P. “Ora conforme dispõe o art.º 228°, n.º 1 do CPC, a citação é o acto pelo qual se dá conhecimento ao réu de que foi proposta contra ele determinada acção e se chama ao processo para se defender (in ius vocatio). Emprega-se ainda para chamar, pela primeira vez, ao processo alguma pessoa interessada na causa. A citação é, pois, um acto processual essencial que visa assegurar o direito de qualquer pessoa se defender ou deduzir oposição, de molde a evitar que se seja surpreendido por uma decisão judicial não esperada, tudo como corolário lógico do princípio do contraditório (artº 3°, nº 1 do Cód. Proc. Civil)”, Cfr. Antunes Varela, Manual de Processo Civil, 2ª edição, págs. 266 e 267.
Q. E a nulidade da citação, expressamente prevista no art. 198.º do CPC, deve ser atendida, “se a falta cometida puder prejudicar a defesa do citado.”.
R. A citação feita com preterição das formalidades exigidas prejudicou naturalmente as possibilidades de defesa da ora Apelante.
Senão vejamos,
S. A Apelante viu-se forçada a contactar Mandatário, providenciar pelas necessárias traduções e organizar a sua defesa num prazo que, não sendo suficiente, lhe trouxe consequências desfavoráveis.
T. A Apelante cometeu, designadamente, lapsos de escrita, de junção nos documentos mas, mais grave, falhas na impugnação da matéria alegada na P.I., que acabaram por ter repercussões na fixação da Base Instrutória, designadamente pela fixação, como assentes, de factos que não foram alvo da devida impugnação e que vieram a influir desfavoravelmente na sentença proferida.
U. De facto, não tendo sido alvo da devida impugnação, vieram os factos respeitantes ao pagamento de encargos bancários no valor de €775,15 a ser dados como provados nas alíneas F) e G), levando à condenação da R./Apelante no pagamento desse valor.
V. Se bem como, como refere o Ac. da Relação do Porto de 15/04/2010, proferido no processo n.º 2544/08.7TJPRT.P1, para que se posssa considerar existir uma nulidade nos termos do n.º 1 do art. 198.º, basta a mera possibilidade de causar aquele prejuízo sem que seja necessário que se demonstre prejuízo efetivo para a defesa do R., nem nexo causal entre este e a preterição da formalidade.
W. É que, ainda esteira do ora referido Acórdão, é fundamental que se verifique a possibilidade de exercício do contraditório e de apresentação de uma defesa preparada, efetiva e fundamentada!
X. Conclui, pois, a Apelante, que a preterição das formalidades essenciais que se impunham na citação prejudicou a sua defesa, razão que é, a seu ver, suficiente para conduzir à nulidade da citação.

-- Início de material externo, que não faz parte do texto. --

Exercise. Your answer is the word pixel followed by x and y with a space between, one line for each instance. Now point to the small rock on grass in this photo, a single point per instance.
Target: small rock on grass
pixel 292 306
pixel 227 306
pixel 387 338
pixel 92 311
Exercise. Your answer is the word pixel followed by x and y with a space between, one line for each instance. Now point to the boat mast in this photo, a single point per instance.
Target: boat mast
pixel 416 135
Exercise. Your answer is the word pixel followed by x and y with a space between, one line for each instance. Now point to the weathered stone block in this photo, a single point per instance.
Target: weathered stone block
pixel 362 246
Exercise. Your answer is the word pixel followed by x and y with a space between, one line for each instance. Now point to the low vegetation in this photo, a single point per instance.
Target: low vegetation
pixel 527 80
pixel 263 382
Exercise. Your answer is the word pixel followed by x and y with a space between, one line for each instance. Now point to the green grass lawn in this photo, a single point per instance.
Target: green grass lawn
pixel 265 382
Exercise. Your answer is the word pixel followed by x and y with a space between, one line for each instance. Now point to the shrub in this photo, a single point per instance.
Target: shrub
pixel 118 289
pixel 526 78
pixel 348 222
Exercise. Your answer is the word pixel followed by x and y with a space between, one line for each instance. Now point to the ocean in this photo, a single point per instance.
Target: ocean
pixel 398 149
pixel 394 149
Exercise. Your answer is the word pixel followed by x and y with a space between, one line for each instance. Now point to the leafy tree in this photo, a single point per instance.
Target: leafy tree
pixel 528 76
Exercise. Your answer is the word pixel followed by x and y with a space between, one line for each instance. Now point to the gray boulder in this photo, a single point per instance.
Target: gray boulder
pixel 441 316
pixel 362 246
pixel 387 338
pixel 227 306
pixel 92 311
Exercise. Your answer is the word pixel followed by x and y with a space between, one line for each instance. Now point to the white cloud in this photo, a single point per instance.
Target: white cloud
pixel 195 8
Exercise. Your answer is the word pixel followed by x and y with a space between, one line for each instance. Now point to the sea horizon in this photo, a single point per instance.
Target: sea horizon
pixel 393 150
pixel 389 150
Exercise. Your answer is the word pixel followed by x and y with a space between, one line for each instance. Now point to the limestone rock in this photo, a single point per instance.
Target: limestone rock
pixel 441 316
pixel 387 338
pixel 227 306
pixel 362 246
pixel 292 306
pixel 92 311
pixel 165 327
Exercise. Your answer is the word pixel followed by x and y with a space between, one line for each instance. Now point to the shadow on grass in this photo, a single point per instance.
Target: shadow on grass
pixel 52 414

Y. Não foi, pois, feita uma correta aplicação, in casu, do disposto no art. 198.º CPC,
Z. Devendo ser declarada a nulidade da citação, ordenando-se a sua repetição com observância de todos os formalismos legalmente previstos.
AA. A R., ora Apelante, veio, no articulado de contestação por si apresentado, deduzir reconvenção.
BB. O fundamento do seu pedido reconvencional reside no facto de entre as partes ter sido celebrado, em outubro de 2008, um contrato de agência.
CC. O objetivo era que a ora Apelada passasse a fornecer a mercadoria diretamente aos clientes finais da Apelante, mediante o pagamento, a esta, de uma comissão correspondente a 5% sobre o valor dos negócios celebrados.
DD. Acontece que a Apelada jamais procedeu ao pagamento de qualquer valor à Apelante a título de comissão, ocultando inclusivamente o valor da sua faturação.
EE. Assim, a ora Apelante viu-se na necessidade de peticionar o pagamento do valor que lhe é devido a título de comissões (já que o referido contrato não foi, nem então, nem até à presente data, rescindido), mas sem conseguir precisar, em concreto, a quantia que lhe é devida.
FF.O valor dos negócios que a Apelante não realizou por causa da negociação direta da Apelada estima-se em €128.677,00, pelo que a Apelante tem direito ao pagamento, por parte da Apelada, da comissão de 5% sobre esse valor.
GG. No ano de 2007 a Apelante faturou o valor ilíquido de €1.465.607,95 com o cliente “W… GmbH” (conforme doc. n.º 15 junto à contestação), pelo que, supondo que no ano seguinte o valor faturado foi o mesmo, a Apelada teria de pagar à Apelante uma comissão no valor de €73.280,40, relativa a cada ano, que constitui, pois, o valor mínimo do prejuízo sofrido pela ora Apelante, acrescido dos devidos juros de mora.
HH. Mas tendo em conta que a Apelada sempre ocultou a informação à Apelante, o apuramento, em concreto, do valor que a Apelada deve à Apelante só em ação de prestação de contas pode ser efetuado.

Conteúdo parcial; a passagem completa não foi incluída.